Distain of Gwynedd
- In office c. 1247 – c. June 1255
- Monarch: Owain Goch ap Gruffudd
- Preceded by: Ednyfed Fychan
- Succeeded by: Gruffudd ab Ednyfed Fychan
- In office c. 1256 – 17 October 1268
- Monarch: Llywelyn ap Gruffudd
- Preceded by: Gruffudd ab Ednyfed Fychan
- Succeeded by: Tudur ab Ednyfed Fychan

Personal details
- Born: c. 1210
- Died: 17 October 1268
- Spouse: Morfudd ferch Meurig
- Children: Tudur Hen
- Parents: Ednyfed Fychan (father); Gwenllian ferch Rhys (mother);

= Goronwy ab Ednyfed Fychan =

13th century Venedotian statesman (died 1268)

Goronwy ab Ednyfed Fychan (c. 1210 – 17 October 1268) was distain to Llywelyn ap Gruffudd, king of Gwynedd.

==Early life and service to Llywelyn ap Gruffudd==
Goronwy was one of the sons of Ednyfed Fychan (died 1246), seneschal to Llywelyn the Great, Prince of Wales. Goronwy's mother, Gwenllian, was daughter of Rhys ap Gruffydd.

When Llywelyn ap Gruffudd (Llywelyn the Last) rose to power in the Kingdom of Gwynedd, he brought all three of Ednyfed's sons into his service. By 1258, Llywelyn had styled himself the Prince of Wales, the same year that Goronwy had been established as his seneschal. Goronwy continued in this role for the following ten years, during which time he was involved in a variety of negotiations with the Marcher Lords, with Richard, the Bishop of Bangor, and with several other Welsh princes. Goronwy led Llywelyn's troops as far south as Gwent to combat the Marcher Lords in February 1263. He died on 17 October 1268, and was remembered by Welsh chroniclers for his wisdom and integrity as well as his ability in arms.

It is possible that Goronwy's name appears in a list of witnesses to a contract of Llywelyn the Great as early as 1222. Thus it is likely that he had served as a court official together with his father before succeeding him as seneschal of Gwynedd on his death in 1246, or in the years between 1222 and 1258. A single source tells us that another son of Ednyfed, Gruffudd, was seneschal of Gwynedd from 1246 to 1256. Thus there is some doubt about the succession in that period.

It is known with certainty that he was a witness to documents relating to Gwynedd between 1258 and 1268, under Llywelyn ap Gruffudd.
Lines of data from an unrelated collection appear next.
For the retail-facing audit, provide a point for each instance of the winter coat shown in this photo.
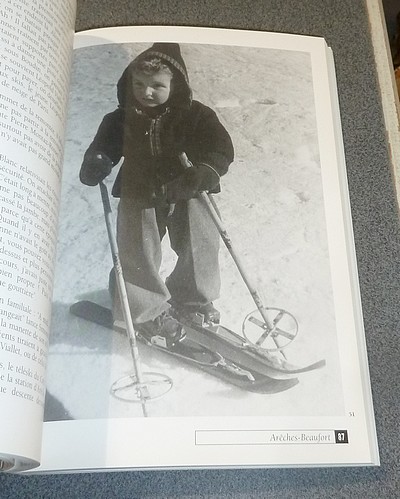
(150, 140)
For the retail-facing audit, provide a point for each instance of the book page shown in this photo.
(35, 53)
(285, 206)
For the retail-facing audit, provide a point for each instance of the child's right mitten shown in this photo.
(95, 168)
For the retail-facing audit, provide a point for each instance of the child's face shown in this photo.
(152, 90)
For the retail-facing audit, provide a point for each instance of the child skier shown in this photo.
(155, 123)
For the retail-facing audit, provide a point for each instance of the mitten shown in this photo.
(197, 178)
(95, 168)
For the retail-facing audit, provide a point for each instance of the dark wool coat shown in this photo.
(150, 139)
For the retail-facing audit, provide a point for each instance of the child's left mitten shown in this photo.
(95, 168)
(198, 178)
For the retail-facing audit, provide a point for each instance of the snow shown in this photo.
(272, 205)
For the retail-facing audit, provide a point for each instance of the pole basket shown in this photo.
(151, 386)
(281, 330)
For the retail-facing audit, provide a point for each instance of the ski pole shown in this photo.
(213, 211)
(141, 386)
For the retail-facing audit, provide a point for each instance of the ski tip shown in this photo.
(272, 386)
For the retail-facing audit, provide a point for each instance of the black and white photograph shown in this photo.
(176, 134)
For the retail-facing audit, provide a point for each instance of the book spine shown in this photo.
(35, 61)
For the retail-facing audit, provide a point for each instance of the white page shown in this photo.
(286, 207)
(36, 44)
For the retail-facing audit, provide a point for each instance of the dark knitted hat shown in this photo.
(170, 53)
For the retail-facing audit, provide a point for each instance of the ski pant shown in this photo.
(195, 280)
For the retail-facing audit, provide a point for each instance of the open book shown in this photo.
(284, 382)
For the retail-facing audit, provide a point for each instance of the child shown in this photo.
(155, 123)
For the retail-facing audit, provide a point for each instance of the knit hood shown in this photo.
(170, 54)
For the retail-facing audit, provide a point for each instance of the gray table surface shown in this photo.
(344, 24)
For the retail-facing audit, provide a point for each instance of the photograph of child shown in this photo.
(158, 123)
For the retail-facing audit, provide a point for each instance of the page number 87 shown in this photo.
(341, 437)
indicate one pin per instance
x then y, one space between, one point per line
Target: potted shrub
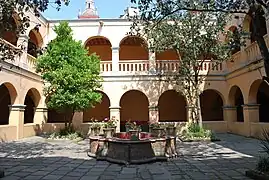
157 129
95 128
170 129
109 127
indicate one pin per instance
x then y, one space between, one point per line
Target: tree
157 10
196 37
71 76
14 18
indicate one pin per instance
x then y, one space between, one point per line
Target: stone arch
8 95
172 107
31 101
235 38
101 46
100 111
263 101
133 48
211 105
236 99
134 106
34 43
11 35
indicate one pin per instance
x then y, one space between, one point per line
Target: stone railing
134 66
106 66
31 62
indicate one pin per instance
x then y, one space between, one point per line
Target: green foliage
263 164
71 76
67 133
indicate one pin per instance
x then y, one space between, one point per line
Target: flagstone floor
38 158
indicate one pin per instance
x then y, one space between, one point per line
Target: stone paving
38 158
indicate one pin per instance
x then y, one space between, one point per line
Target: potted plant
95 127
158 129
109 127
170 129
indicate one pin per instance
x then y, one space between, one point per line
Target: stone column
251 114
152 62
115 112
153 114
40 118
23 44
115 59
229 116
16 118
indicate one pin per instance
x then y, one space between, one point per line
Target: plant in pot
95 127
170 129
158 129
109 127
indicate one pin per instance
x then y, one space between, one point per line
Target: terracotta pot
109 132
158 132
95 131
170 131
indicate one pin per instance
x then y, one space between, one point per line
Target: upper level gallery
121 54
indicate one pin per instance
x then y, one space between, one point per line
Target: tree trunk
256 25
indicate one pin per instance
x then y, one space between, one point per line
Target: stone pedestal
16 118
41 118
153 114
115 112
229 115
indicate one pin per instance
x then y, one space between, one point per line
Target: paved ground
37 158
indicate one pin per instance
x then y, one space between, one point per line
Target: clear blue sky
105 8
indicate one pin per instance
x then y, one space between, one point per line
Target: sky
105 8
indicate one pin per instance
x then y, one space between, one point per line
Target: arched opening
10 34
134 107
237 100
31 101
5 101
172 107
34 43
167 55
235 39
211 106
263 101
101 46
100 111
133 48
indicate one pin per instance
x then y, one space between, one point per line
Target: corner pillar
115 113
115 59
251 114
153 114
16 118
23 44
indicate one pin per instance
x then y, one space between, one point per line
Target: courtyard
40 158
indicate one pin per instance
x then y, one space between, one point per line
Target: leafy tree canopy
157 10
71 76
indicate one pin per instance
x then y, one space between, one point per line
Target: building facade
234 97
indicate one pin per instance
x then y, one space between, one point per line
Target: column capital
153 108
114 108
251 106
17 107
115 49
228 107
41 109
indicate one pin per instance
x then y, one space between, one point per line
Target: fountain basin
121 149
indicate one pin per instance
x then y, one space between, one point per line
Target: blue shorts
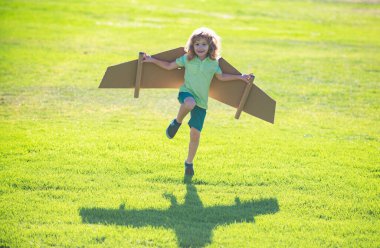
198 114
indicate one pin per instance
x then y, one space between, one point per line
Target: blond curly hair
212 39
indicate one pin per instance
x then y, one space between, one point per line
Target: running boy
201 64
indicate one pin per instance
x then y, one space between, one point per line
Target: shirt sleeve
181 61
218 70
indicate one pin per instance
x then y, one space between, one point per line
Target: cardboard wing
244 96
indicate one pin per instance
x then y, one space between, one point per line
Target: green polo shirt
198 76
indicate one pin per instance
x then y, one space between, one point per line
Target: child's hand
147 58
246 77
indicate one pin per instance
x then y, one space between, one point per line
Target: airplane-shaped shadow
192 222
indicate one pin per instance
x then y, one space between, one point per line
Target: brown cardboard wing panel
260 105
170 55
229 92
157 77
124 75
120 76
As seneschal, he led a powerful force together with Maredudd ap Rhys, Rhys Fychan, and Maredudd ab Owain of Deheubarth (blood relations to Goronwy) against the Normans of Gwent and the forces of the king of England there in March 1263. The last reference to him in official documents is as an arbitrator between Llywelyn ap Gruffudd and Gilbert de Clare after a raid by Llywelyn on Morgannwg; it is dated 27 September 1268.

Goronwy had land from his father in Anglesey, Arllechwedd and Ceredigion.

Goronwy died on St Luke's Eve, 17 October 1268, according to the Brut y Tywysogion:

"The following year Goronw son of Ednyfed, seneschal to the prince, died on the eve of St Luke the Evangelist, a man excellent in arms, generous with gifts, wise in counsel, loyal in deeds, and pleasant in words."

The bard Y Prydydd Bychan composed an elegy to him. The text is very incomplete and adds very little to our knowledge of him. Another bard, Bleddyn Fardd, composed another elegy to him, which refers to the raid on Gwent and the losses which followed. His death so soon after the hostilities in Gwent suggests that he was wounded there, but there is no proof of this.

==Legacy==
Goronwy began a lineage which came to include kings and queens of England. The name of his son Tudur Hen became the family surname. A second Tudur ap Goronwy was knighted by King Edward III of England; His name was passed down two further generations to Owain ap Maredudd ap Tudur, who anglicised it to become Owen Tudor. Owen was the grandfather of Henry Tudor, who became King Henry VII of England and founded the royal House of Tudor.